Hacker Newsnew | past | comments | ask | show | jobs | submitlogin
A verbal command line for the world (swombat.com)
47 points by ThomPete on Oct 26, 2011 | hide | past | favorite | 41 comments


IF Siri can become a CLI for the world, then that is brilliant. But the most powerful feature of the CLI is the pipe - "passing the output of one program to the next, to make magic happen" - and I remain skeptical if something resembling that can be made to work using a voice interface. Basically, I want to be able to say "Find a bus 19 that allows me to be at work at least 15 minutes before my first meeting each day, add it to my calendar and update every day at 9 pm", the equivalent of which is pretty simple in a Unix CLI. But, not having the command line to review and edit, I also need to be able to say this without first carefully considering the exact structure of the sentence.

Being able to control and input data to an increasing number of applications reliably is undoubtedly very good, but considering the many many many failed attempts to replace text entry to describe anything mildly complex suggests that it's not going anywhere.


I agree that piping will be the next big step, and that's not there yet.
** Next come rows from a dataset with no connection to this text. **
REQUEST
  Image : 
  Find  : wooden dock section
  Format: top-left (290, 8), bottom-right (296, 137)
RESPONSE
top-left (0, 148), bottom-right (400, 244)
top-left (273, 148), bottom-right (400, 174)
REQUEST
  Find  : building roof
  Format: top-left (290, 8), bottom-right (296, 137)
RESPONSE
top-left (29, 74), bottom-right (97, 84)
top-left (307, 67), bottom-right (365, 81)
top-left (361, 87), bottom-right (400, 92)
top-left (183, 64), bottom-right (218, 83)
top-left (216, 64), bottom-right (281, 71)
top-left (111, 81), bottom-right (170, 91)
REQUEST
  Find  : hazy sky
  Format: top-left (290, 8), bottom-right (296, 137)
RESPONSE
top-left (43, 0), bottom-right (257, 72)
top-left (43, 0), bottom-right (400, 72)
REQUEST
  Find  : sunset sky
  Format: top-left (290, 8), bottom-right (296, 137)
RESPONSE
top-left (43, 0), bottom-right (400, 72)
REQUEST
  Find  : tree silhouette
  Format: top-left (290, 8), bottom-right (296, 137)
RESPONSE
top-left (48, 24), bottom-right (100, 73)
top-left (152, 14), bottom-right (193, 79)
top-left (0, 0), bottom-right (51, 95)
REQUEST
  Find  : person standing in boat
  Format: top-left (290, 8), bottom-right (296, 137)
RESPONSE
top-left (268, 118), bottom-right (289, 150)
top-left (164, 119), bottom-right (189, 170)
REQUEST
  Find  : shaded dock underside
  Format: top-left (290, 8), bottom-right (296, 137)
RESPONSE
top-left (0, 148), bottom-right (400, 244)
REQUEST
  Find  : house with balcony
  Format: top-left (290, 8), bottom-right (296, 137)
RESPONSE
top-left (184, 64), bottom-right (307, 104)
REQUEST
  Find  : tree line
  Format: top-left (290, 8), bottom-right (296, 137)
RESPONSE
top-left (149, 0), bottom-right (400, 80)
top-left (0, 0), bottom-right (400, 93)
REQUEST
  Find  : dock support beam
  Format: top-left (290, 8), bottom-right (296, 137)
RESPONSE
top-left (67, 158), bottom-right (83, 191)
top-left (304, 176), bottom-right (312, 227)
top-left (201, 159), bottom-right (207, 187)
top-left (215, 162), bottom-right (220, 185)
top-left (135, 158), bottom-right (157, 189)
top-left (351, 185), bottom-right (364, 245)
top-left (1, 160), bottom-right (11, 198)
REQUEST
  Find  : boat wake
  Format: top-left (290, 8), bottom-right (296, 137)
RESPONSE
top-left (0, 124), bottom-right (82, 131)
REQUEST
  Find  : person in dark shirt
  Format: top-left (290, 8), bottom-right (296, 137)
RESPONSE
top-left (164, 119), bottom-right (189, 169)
But it's on the radar, and Siri does seem to be built with interactions in mind, thanks to its context tracking.

So for example, a stepping stone for piping might be:

"Find me a bus 19 that leaves from home to arrive at work before 9am every day for the next week."

"Ok, here are the buses that match your requirements."

"Add those to my calendar."

"Ok, I've added them."

"Also remember to perform this task again every Sunday evening."

"Ok, I'll remember."

That's not exactly what you suggested, but it's close enough and not that far from what Siri is already capable of offering in theory, if it was plugged into the right services.


But, not having the command line to review and edit, I also need to be able to say this without first carefully considering the exact structure of the sentence.

That's no doubt difficult, but you just seem to be implying it can't be done, without giving any reasons why.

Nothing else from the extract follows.